Une usine désaffectée, en Italie. À l’intérieur, plus de 100 motos fabriquées par la célèbre Meccanica Verghera Agusta s.p.a. Certainement la plus importante collection de machines de la marque au monde. «J’ai quasiment tous les modèles de série, quelques modèles uniques et des prototypes usine», dit le collectionneur qui cède ces pièces accumulées au fil des ans. Son grand-père possédait, dans les années 1950, un garage à l’enseigne de la marque, et son oncle courait au guidon de petites motos préparées par son frère, le père du collectionneur.
Les motos d’»Ago»
Ces motos sont pour la plupart restées statiques depuis plusieurs décennies, mais elles ont été restaurées, souvent, par des anciens mécaniciens de MV, et sont inscrites au «Registro Storico MV Agusta». Elles seront mises en vente par la maison Artcurial le samedi 9 février dans le cadre de Rétromobile. MV est un nom mythique de la moto. Fondée en 1948 par Domenico Agusta à Verghera, dans la province de Varèse, en Lombardie, la firme s’est couverte de gloire sur les circuits, raflant 17 titres de 1958 à 1974. Ses machines, propulsées par des moteurs à quatre temps, ont été pilotées par les plus grands noms de la compétition. Ceux-ci les ont menées constamment sur les podiums: John Surtees, Mike Hailwood, et surtout Giacomo Agostini, «Ago», l’homme aux plus de 300 victoires, champion du monde en 350 cm3 de 1968 à 1973, et en 500 cm3 de 1966 à 1972 au guidon de MV. Mais l’entreprise lombarde a également produit de très nombreux modèles de série.
Spéculation autour des MV
On en retrouve dans cette vente un échantillonnage presque complet de ces MV destinées au grand public. On remarque notamment l’étonnant taxi fabriqué en 1953 à partir de l’avant d’une MV 125 A de 1949 et propulsé par un moteur de 125 C de 1952. Il servait à faire le tour du «Parco della Certosa» à Pavie (estimation: entre 15 et 25 000 €). Ou encore une 750 S de 1972 ayant appartenu au pilote Arturo Merzario, ce qui fait grimper son estimation entre 100 et 150 000 €. Une même 750 S, également de 1972, mais au moteur «vide» (elle était destinée à être exposée sur des salons), est pour sa part estimée qu’entre 25 et 45 000 €. Mais la spéculation touchant ce modèle pourrait bien faire exploser les prix. «D’une base de négociation à 50 000 € sur les MV de grosses cylindrées, nous sommes passés à 100 000 €», estime Raphaël David dans un entretien publié dans le dernier numéro (1004) de La Vie de la Moto. Face à des difficultés financières récurrentes, la firme a été ballottée entre une multitude d’actionnaires depuis une quinzaine d’années (le malais Proton, mais aussi Harley-Davidson et Daimler, notamment).

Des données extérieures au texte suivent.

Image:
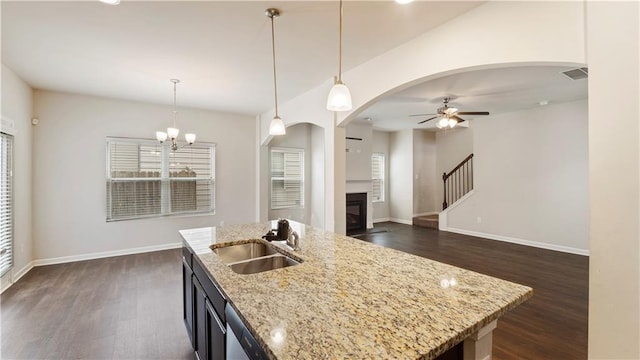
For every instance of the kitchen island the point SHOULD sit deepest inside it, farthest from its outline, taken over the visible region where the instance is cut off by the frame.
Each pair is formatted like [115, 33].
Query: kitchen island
[350, 299]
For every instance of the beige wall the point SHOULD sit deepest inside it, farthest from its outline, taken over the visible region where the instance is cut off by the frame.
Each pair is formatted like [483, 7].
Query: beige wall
[17, 104]
[614, 166]
[530, 178]
[69, 173]
[381, 145]
[401, 176]
[424, 172]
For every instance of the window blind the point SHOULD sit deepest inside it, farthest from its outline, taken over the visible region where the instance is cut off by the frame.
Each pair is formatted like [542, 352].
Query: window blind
[145, 178]
[6, 203]
[377, 177]
[287, 178]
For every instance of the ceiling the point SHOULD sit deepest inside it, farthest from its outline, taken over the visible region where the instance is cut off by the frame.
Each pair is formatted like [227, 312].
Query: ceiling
[494, 90]
[221, 51]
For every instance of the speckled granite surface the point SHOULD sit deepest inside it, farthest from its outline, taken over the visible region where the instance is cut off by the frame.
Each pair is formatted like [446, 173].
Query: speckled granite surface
[350, 299]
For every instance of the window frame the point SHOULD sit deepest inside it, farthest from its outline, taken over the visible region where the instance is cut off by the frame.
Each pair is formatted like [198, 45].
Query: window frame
[301, 153]
[165, 179]
[381, 178]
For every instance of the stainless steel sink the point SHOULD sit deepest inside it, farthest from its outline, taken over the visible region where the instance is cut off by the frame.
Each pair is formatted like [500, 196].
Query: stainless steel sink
[263, 264]
[234, 253]
[253, 257]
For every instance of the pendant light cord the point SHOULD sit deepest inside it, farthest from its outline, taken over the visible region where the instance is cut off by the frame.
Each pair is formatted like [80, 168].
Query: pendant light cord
[340, 48]
[273, 48]
[175, 110]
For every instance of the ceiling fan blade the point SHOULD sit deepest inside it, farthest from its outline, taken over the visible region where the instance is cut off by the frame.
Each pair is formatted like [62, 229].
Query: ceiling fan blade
[472, 113]
[421, 115]
[424, 121]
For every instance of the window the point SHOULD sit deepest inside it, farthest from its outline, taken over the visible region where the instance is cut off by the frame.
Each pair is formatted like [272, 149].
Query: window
[6, 203]
[147, 179]
[377, 177]
[287, 178]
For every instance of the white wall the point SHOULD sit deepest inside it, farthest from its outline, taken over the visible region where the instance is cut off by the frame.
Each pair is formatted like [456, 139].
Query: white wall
[531, 178]
[453, 146]
[424, 170]
[401, 178]
[613, 39]
[381, 145]
[317, 177]
[69, 173]
[298, 137]
[17, 104]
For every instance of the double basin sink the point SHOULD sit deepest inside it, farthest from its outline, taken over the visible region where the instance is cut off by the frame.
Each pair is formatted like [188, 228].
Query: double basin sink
[253, 257]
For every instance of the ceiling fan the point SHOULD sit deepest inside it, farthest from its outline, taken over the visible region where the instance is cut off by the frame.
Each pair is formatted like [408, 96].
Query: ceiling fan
[449, 115]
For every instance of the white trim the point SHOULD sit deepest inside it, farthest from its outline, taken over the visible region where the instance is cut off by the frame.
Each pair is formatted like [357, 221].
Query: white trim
[401, 221]
[15, 276]
[426, 214]
[565, 249]
[381, 220]
[104, 254]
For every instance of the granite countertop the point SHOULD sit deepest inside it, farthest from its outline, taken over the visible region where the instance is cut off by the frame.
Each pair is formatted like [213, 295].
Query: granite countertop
[353, 299]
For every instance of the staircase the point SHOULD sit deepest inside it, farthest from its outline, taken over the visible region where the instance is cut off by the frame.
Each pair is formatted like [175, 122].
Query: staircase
[426, 221]
[457, 183]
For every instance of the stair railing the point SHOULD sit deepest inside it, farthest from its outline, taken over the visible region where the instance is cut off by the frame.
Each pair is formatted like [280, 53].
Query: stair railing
[458, 181]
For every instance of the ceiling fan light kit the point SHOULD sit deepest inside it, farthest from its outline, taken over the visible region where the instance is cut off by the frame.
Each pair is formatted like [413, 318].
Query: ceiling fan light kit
[449, 115]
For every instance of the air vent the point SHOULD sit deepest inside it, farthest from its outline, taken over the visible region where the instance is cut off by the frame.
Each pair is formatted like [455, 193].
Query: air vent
[577, 74]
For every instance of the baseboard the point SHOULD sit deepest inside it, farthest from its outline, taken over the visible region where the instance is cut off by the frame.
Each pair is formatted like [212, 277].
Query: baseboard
[565, 249]
[427, 214]
[381, 220]
[401, 221]
[17, 275]
[104, 254]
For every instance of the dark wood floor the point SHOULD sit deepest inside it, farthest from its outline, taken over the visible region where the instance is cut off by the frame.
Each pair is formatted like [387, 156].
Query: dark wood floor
[129, 307]
[551, 325]
[126, 307]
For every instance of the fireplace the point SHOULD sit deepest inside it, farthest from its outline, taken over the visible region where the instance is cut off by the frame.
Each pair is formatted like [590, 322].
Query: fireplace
[356, 213]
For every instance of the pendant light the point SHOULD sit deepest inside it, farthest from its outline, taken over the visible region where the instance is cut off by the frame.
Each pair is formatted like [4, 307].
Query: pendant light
[276, 127]
[172, 132]
[339, 97]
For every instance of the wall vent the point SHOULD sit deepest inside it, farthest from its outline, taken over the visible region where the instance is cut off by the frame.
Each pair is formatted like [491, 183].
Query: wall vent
[577, 74]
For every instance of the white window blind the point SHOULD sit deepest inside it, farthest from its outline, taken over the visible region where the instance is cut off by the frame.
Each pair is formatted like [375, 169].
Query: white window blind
[145, 179]
[377, 177]
[6, 203]
[287, 178]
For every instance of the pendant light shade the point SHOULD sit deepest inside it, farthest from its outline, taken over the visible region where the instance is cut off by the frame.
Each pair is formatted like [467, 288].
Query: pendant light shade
[339, 98]
[276, 127]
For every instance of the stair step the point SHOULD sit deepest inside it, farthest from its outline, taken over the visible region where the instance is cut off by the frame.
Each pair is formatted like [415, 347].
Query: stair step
[427, 221]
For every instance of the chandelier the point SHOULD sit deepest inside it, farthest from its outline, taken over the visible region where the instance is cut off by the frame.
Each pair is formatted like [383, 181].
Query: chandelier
[172, 132]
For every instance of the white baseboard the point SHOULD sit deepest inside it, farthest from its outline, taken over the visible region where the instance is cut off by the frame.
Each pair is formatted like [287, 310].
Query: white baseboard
[381, 220]
[15, 276]
[427, 214]
[565, 249]
[401, 221]
[104, 254]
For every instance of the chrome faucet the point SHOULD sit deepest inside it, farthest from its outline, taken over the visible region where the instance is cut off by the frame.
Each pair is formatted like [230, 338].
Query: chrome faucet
[293, 240]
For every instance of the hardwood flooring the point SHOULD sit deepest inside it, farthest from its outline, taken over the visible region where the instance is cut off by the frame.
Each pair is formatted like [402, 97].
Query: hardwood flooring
[126, 307]
[129, 307]
[551, 325]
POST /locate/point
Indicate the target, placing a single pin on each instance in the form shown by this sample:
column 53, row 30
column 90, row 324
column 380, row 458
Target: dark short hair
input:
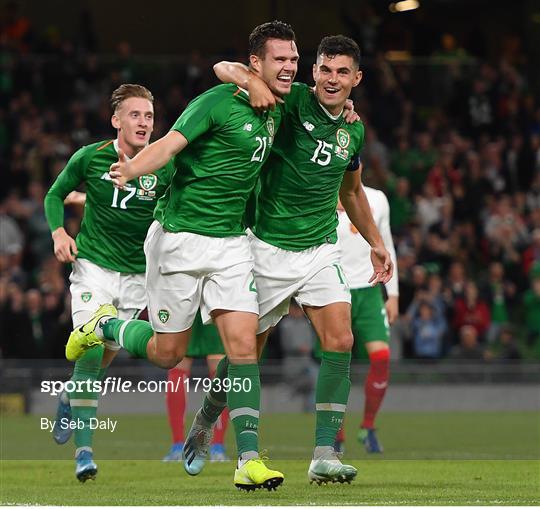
column 128, row 90
column 269, row 30
column 339, row 45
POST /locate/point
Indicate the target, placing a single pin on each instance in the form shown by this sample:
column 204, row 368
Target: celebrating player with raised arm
column 107, row 258
column 314, row 159
column 197, row 252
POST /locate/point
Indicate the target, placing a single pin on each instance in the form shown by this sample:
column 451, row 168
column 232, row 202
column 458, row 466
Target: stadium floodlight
column 404, row 5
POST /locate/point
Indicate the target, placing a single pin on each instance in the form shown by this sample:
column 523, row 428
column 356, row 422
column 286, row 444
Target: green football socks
column 132, row 335
column 216, row 398
column 243, row 400
column 84, row 398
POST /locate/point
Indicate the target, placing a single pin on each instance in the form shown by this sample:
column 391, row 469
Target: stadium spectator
column 297, row 340
column 428, row 327
column 471, row 310
column 531, row 308
column 499, row 293
column 479, row 151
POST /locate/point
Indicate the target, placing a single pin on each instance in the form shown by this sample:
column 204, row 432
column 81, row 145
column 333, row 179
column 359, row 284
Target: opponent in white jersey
column 370, row 315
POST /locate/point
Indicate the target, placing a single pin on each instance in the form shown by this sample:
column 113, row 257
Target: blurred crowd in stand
column 453, row 140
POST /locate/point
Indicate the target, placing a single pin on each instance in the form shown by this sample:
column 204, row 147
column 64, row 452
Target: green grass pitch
column 429, row 459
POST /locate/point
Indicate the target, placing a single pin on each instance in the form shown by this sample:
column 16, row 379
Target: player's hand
column 65, row 248
column 349, row 115
column 392, row 308
column 261, row 97
column 75, row 198
column 119, row 172
column 382, row 266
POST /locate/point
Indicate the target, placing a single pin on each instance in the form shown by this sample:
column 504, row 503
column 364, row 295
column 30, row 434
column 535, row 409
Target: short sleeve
column 205, row 112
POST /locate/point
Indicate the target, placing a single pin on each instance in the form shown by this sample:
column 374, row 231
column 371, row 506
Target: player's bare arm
column 65, row 248
column 75, row 198
column 148, row 160
column 355, row 203
column 392, row 308
column 261, row 97
column 349, row 114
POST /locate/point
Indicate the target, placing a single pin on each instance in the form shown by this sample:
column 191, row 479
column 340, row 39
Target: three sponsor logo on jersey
column 147, row 185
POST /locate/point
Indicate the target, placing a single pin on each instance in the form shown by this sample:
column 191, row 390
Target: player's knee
column 380, row 357
column 169, row 356
column 341, row 342
column 243, row 347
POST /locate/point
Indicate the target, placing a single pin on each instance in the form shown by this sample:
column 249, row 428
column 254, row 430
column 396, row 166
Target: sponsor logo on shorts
column 270, row 126
column 343, row 138
column 148, row 182
column 163, row 315
column 252, row 287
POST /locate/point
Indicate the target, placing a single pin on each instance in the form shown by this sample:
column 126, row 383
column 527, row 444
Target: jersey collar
column 333, row 117
column 115, row 145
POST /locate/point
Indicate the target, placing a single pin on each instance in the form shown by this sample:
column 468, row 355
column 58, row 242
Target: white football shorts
column 92, row 285
column 313, row 277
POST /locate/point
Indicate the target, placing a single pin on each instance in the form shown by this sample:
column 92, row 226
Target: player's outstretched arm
column 261, row 97
column 65, row 248
column 151, row 158
column 75, row 198
column 354, row 201
column 392, row 287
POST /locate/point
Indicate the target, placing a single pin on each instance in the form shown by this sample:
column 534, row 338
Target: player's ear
column 255, row 63
column 358, row 78
column 115, row 121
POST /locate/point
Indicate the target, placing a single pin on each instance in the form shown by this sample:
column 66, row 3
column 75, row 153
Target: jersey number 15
column 123, row 202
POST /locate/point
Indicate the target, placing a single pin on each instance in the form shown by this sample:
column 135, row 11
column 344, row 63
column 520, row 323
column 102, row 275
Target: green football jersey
column 216, row 172
column 300, row 182
column 115, row 222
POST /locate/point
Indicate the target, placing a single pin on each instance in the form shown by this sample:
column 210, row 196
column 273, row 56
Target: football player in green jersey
column 107, row 260
column 314, row 160
column 197, row 251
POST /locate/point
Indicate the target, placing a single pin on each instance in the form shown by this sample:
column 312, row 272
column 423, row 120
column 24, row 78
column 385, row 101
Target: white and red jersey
column 355, row 251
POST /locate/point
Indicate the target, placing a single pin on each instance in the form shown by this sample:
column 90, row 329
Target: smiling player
column 107, row 257
column 314, row 159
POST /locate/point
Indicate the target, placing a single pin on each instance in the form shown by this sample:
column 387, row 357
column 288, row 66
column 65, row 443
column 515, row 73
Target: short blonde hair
column 127, row 90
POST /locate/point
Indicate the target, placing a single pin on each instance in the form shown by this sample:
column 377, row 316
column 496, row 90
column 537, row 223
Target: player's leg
column 175, row 397
column 230, row 297
column 374, row 390
column 372, row 334
column 325, row 297
column 90, row 284
column 217, row 449
column 237, row 330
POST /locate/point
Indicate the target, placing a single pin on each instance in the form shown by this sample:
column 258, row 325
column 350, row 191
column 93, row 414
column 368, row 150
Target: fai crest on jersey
column 270, row 126
column 163, row 315
column 148, row 182
column 343, row 138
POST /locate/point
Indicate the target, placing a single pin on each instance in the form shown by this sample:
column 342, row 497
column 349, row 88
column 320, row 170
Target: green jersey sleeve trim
column 205, row 112
column 68, row 180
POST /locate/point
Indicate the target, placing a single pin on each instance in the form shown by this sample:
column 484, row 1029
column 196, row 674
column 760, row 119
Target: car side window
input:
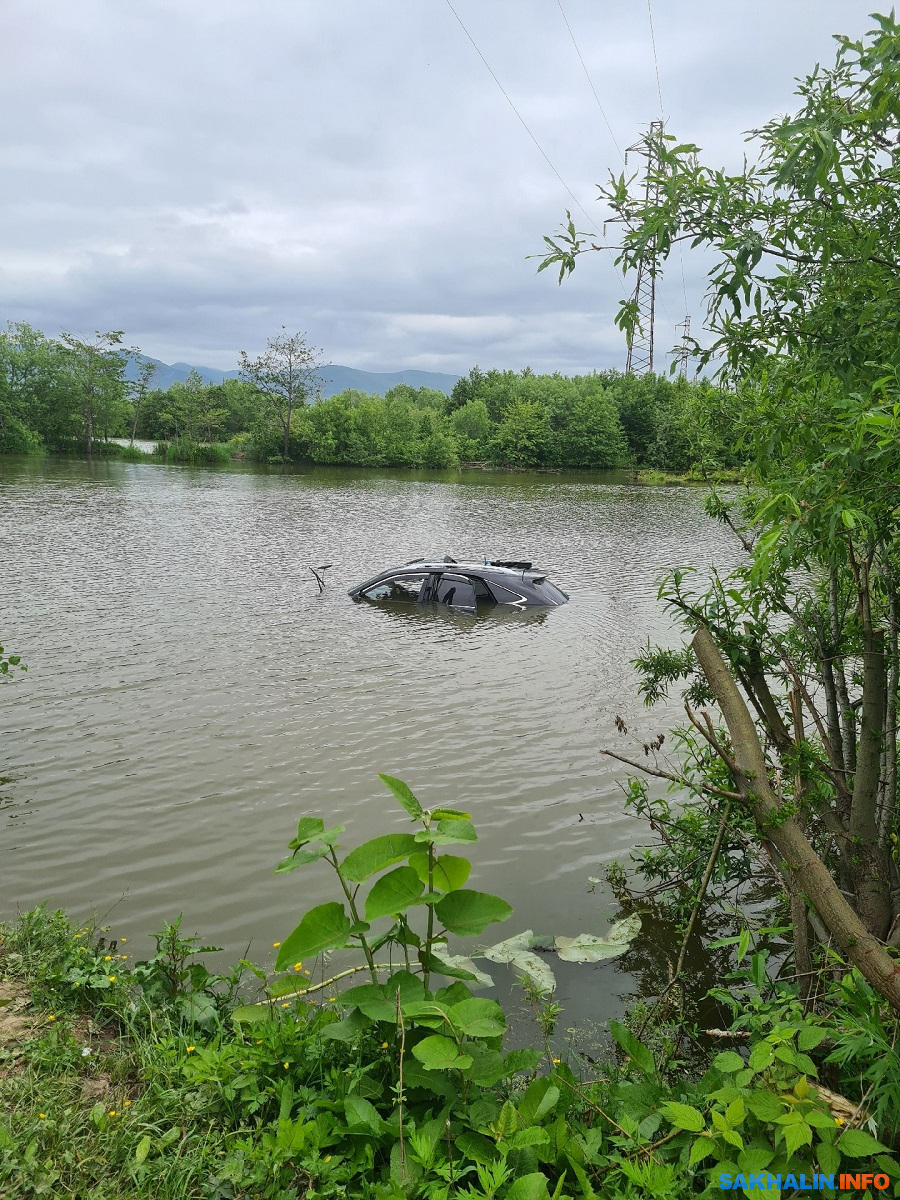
column 405, row 588
column 503, row 595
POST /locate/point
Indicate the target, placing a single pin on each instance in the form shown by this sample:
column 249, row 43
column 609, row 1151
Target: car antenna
column 318, row 571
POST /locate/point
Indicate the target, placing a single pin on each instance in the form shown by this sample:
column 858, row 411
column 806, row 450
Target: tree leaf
column 323, row 928
column 529, row 1187
column 394, row 893
column 468, row 913
column 437, row 1053
column 450, row 871
column 636, row 1050
column 449, row 832
column 683, row 1116
column 373, row 856
column 729, row 1061
column 403, row 795
column 478, row 1018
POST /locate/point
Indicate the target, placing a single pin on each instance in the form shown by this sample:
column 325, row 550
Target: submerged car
column 463, row 587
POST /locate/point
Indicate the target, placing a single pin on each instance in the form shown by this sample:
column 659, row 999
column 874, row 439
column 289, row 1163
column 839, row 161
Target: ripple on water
column 190, row 693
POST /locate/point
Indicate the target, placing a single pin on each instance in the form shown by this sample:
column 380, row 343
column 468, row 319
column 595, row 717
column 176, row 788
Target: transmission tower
column 684, row 349
column 640, row 352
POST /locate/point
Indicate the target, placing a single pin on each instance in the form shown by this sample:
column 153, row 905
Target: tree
column 804, row 317
column 285, row 376
column 97, row 379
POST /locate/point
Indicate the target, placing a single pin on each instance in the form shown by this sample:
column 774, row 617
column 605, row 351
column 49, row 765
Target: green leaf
column 701, row 1149
column 477, row 1147
column 363, row 1113
column 810, row 1036
column 457, row 966
column 529, row 1187
column 323, row 928
column 449, row 832
column 478, row 1018
column 797, row 1135
column 683, row 1116
column 761, row 1056
column 437, row 1053
column 449, row 873
column 394, row 893
column 765, row 1105
column 468, row 913
column 540, row 1097
column 859, row 1144
column 636, row 1050
column 251, row 1013
column 373, row 856
column 403, row 795
column 736, row 1113
column 729, row 1062
column 306, row 829
column 370, row 1000
column 829, row 1158
column 300, row 858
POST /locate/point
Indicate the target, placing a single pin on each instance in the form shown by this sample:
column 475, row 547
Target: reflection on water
column 191, row 693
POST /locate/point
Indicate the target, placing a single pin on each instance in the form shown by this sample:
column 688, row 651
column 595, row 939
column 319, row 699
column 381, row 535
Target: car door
column 457, row 592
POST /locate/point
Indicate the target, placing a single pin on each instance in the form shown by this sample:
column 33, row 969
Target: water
column 190, row 691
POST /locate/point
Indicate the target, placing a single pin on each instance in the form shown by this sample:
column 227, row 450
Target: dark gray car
column 463, row 587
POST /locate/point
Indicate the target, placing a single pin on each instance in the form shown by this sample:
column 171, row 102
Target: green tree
column 96, row 377
column 285, row 376
column 803, row 315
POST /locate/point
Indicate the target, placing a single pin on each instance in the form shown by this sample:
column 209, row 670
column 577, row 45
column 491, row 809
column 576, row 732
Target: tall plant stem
column 354, row 913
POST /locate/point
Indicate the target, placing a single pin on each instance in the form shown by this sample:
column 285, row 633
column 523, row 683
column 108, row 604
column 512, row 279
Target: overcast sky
column 201, row 172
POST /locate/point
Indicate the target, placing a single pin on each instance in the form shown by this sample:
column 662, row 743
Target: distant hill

«La moto est une forme d’équitation»
Avec cette vente, la moto arrive en force dans les enchères de Rétromobile. «Lorsque vous êtes propriétaire d’une Ferrari Daytona,vous n’êtes pas insensible à une Ducati 750 SS, par exemple. C’est du même ordre», explique Pierre Novikoff, directeur adjoint d’Artcurial et passionné de deux-roues, dans La Vie de la Moto. Pour Sylvain Tesson, «les motos vintage correspondent aux personnes portées sur la nostalgie, des âmes naïves, avec un côté enfantin. Il s‘agit certainement d’une représentation fantasmée d’un monde ancien, un peu littéraire, romantique» (Moto Magazine). L’écrivain-voyageur perçoit beaucoup de points communs entre le cheval et la moto: «Je suis grand amateur de chevaux. La moto est une forme d’équitation. La similitude est évidente, la sémantique est la même: on parle de monture, de selle…».